The symptoms of schizophrenia typically reveal themselves first with a person becoming more emotionally flat, isolating themselves more frequently and decreasing their participation in activities. Later, a psychotic break can be triggered by a stressful event, such as starting college or losing a loved one.
Lock Them Away
The sixth myth is that the only way to deal with a person who has schizophrenia is to institutionalize them. In the past, people with schizophrenia were often carted off to institutions where they would live out the rest of their lives in isolation, essentially serving a life sentence in prison.
Treatment is Possible
Now we have a better understanding of the disorder and, while there is not yet a cure for schizophrenia, it can be treated. With medication, rehabilitation, and psychosocial therapy, a person with schizophrenia can lead a productive and independent life.
The seventh myth is that schizophrenia only affects a person mentally and emotionally. But people with schizophrenia have a life expectancy that is reduced by as much as 15 years. This is partly because those suffering commit suicide at a higher rate than the rest of the population, but that isn’t the main cause.
According to a recent study conducted by Lund and Stanford universities, women with schizophrenia are 3.3 times more likely to die of cardiovascular disease and men are 2.2 times more likely. Women with schizophrenia also are 1.7 times as likely to die of cancer and while men are 1.4 times more likely. It is not yet clear why this is the case.
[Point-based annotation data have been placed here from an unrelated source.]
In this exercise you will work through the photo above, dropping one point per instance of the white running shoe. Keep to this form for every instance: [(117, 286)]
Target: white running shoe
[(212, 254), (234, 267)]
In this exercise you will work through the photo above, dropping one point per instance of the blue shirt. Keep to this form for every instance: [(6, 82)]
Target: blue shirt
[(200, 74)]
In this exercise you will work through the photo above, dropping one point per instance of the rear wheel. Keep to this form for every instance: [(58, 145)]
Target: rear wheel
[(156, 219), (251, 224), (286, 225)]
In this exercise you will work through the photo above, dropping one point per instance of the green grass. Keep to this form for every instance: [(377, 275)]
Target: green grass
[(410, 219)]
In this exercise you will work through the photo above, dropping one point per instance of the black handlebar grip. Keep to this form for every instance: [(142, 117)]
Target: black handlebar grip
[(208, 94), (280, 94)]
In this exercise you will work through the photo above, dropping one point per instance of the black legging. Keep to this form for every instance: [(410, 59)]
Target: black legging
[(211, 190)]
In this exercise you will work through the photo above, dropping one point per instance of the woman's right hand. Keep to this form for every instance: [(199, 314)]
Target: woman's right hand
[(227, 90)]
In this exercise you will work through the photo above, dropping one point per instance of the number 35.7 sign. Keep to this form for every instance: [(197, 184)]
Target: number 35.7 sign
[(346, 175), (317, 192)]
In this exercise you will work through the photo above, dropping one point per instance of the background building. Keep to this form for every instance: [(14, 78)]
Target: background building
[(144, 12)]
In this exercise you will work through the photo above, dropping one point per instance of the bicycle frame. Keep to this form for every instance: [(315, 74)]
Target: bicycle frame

The eighth myth is that having schizophrenia is a sign of weakness or some moral failing. Some people believe that if a person is strong or morally upstanding, they can’t be affected by schizophrenia or any other mental illness.
Schizophrenia is the result of physical changes in a person’s brain structure and neurochemistry. It is no more a person’s fault that the have schizophrenia than it would be their fault if they were nearsighted or had lupus.
‘Suck it Up!’
The ninth myth is that schizophrenia can be overcome by sheer willpower. Like diabetes or asthma, schizophrenia symptoms require medical intervention to be managed. And as previously mentioned, advancements in recent decades have made it possible for people with schizophrenia to live healthy lives through proper treatment.
Seek Professional Help
If you believe that you or a loved one might have schizophrenia seek help from medical professionals. They will try to determine if the symptoms you are observing are from schizophrenia or some other disease through a variety of methods.
A doctor may perform a physical exam to rule out other problems that could cause symptoms and to check for related complications. They may run tests such as an MRI, CT scan or a blood test. The subject may also go through a psychiatric evaluation where a professional will observe their appearance and demeanor, and ask them questions about their thoughts, feelings, family, and personal history.